# Hello!!! Why is it so hard to communicate with other members?



## 1973frontier (5 mo ago)

Hello,
I have been attempting to converse with other members for items being sold or traded in the classified sections. I can not send messages until I introduce meself?


----------



## Tolbnd (Feb 11, 2020)

1973frontier said:


> Hello,
> I have been attempting to converse with other members for items being sold or traded in the classified sections. I can not send messages until I introduce meself?



Read the "Classified Rules" sticky at the top of most of the subforums. You'll understand after that.


----------



## WVbowProud (Dec 5, 2020)

20 posts 2 weeks a member before you can use classified section


----------



## Tim Roberts (Jul 13, 2002)

1973frontier.

You need two weeks membership and 20 posts before you can use the Classifieds, including messaging. Classifieds view/access explained.

Don't use this thread to buy and sell, as it will be deleted.


----------



## rapids (Feb 28, 2003)

Welcome to AT from northern Illinois.


----------



## df06 (Jun 9, 2007)

Regardless of the rules, some members may not want to converse with new members that happen to have something to sell. Certainly you understand why.


----------



## BrewHo (6 mo ago)

Rules to be able to use classifieds on Archery Talk...
1. Must be a bow tech and own at least two bow presses.
2. Must immediately follow "Ranch Fairy" on youtube.
3. Must be able to calculate F.O.C. on demand in less than 3 seconds given random arrow specs.
4. Have 10-15 photos of your paper from tuning your bow. MUST INCLUDE bare-shaft photos.
5. 1-3 Photos of your bow "form" to be criticized.
6. Must be willing to have "Shoot-off" with members you disagree with.
7. Once these are completed you are still only around 3 posts. But don't feel down, only 17 more to go!

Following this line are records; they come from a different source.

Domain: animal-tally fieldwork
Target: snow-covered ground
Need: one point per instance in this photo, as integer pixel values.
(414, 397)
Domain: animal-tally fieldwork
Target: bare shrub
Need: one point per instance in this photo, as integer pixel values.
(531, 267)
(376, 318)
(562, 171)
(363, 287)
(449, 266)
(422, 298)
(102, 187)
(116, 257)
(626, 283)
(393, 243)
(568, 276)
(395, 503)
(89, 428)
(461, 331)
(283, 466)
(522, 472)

Crazy I know... but the guy whos trying to get rid of those old Easton aluminum arrows you want for $20 has been burnt by internet scammers before... Turns out that "local mom" wasn't really 5 miles away.... And there is absolutely no place for that here.

God Speed.


----------



## slowen (Jun 27, 2006)

Welcome… rules keep this place intact..


----------



## FrostyNuggets (8 mo ago)

*Hello!!! Why is it so hard to get new members to read the rules? *


----------



## Early Ice (Mar 18, 2008)

BrewHo said:


> Rules to be able to use classifieds on Archery Talk...
> 1. Must be a bow tech and own at least two bow presses.
> 2. Must immediately follow "Ranch Fairy" on youtube.
> 3. Must be able to calculate F.O.C. on demand in less than 3 seconds given random arrow specs.
> ...


wow, you went pretty hard there. I actually find Ranch Fairy pretty comical and interesting. I didn't go out and build a 1000 grain arrow, but I think he's just trying to help. Prior to being affiliated with Sirius or Ethics, he really was just sharing his experiences trying to help others with penetration issues. Nothing wrong with that....and he really doesn't need the money (well everyone does to an extent) as he's a very successful guy outside of archery. I don't see anything wrong with what he's done. this is archery talk after all, archers helping archers. he's a straight red neck like half the guys here including me, how can you not like the guy? idunno


----------



## NCbowhunter85 (Sep 24, 2019)

Welcome to AT


----------



## Flat-Broke (Mar 3, 2006)

Welcome to AT


----------



## WVbowProud (Dec 5, 2020)

BrewHo said:


> Rules to be able to use classifieds on Archery Talk...
> 1. Must be a bow tech and own at least two bow presses.
> 2. Must immediately follow "Ranch Fairy" on youtube.
> 3. Must be able to calculate F.O.C. on demand in less than 3 seconds given random arrow specs.
> ...


This is the best post I have read in ages, your sense of humor is appreciated!


----------



## cope-77 (Sep 5, 2015)

BrewHo said:


> Rules to be able to use classifieds on Archery Talk...
> 1. Must be a bow tech and own at least two bow presses.
> 2. Must immediately follow "Ranch Fairy" on youtube.
> 3. Must be able to calculate F.O.C. on demand in less than 3 seconds given random arrow specs.
> ...


Well played sir. That should get you a bonus of 3 posts so you can interact in the classifieds, lol.


----------



## Dustin Clays (Dec 6, 2021)

The ability to read is fundamental to successful digital communication 😉


----------



## Skyydyyver (Apr 5, 2021)

Someone was a long time lurker before joining...
 @BrewHo

🤣


----------



## buttercup (Mar 3, 2006)

Welcome buddy from Penn State


----------



## Kwame Ximer (5 mo ago)

Tolbnd said:


> Read the "Classified Rules" sticky at the top of most of the subforums. You'll understand after that.


Hello there...


----------



## jinxed401 (Apr 23, 2014)

Gotta have atleast 2 weeks and 20 posts... kinda hard for those of us that have been reading this forum for years butttt it is to stop them spammers.


----------



## Brooks Ram (Nov 12, 2021)

BrewHo said:


> Rules to be able to use classifieds on Archery Talk...
> 1. Must be a bow tech and own at least two bow presses.
> 2. Must immediately follow "Ranch Fairy" on youtube.
> 3. Must be able to calculate F.O.C. on demand in less than 3 seconds given random arrow specs.
> ...


This is going to be a blast. I had no idea what I just signed up for!


----------



## Ethan300BLK (5 mo ago)

Welcome man! Yeah it's to keep the boys out of here.


----------



## solomtnhunter (Nov 24, 2017)

read the rules and regs


----------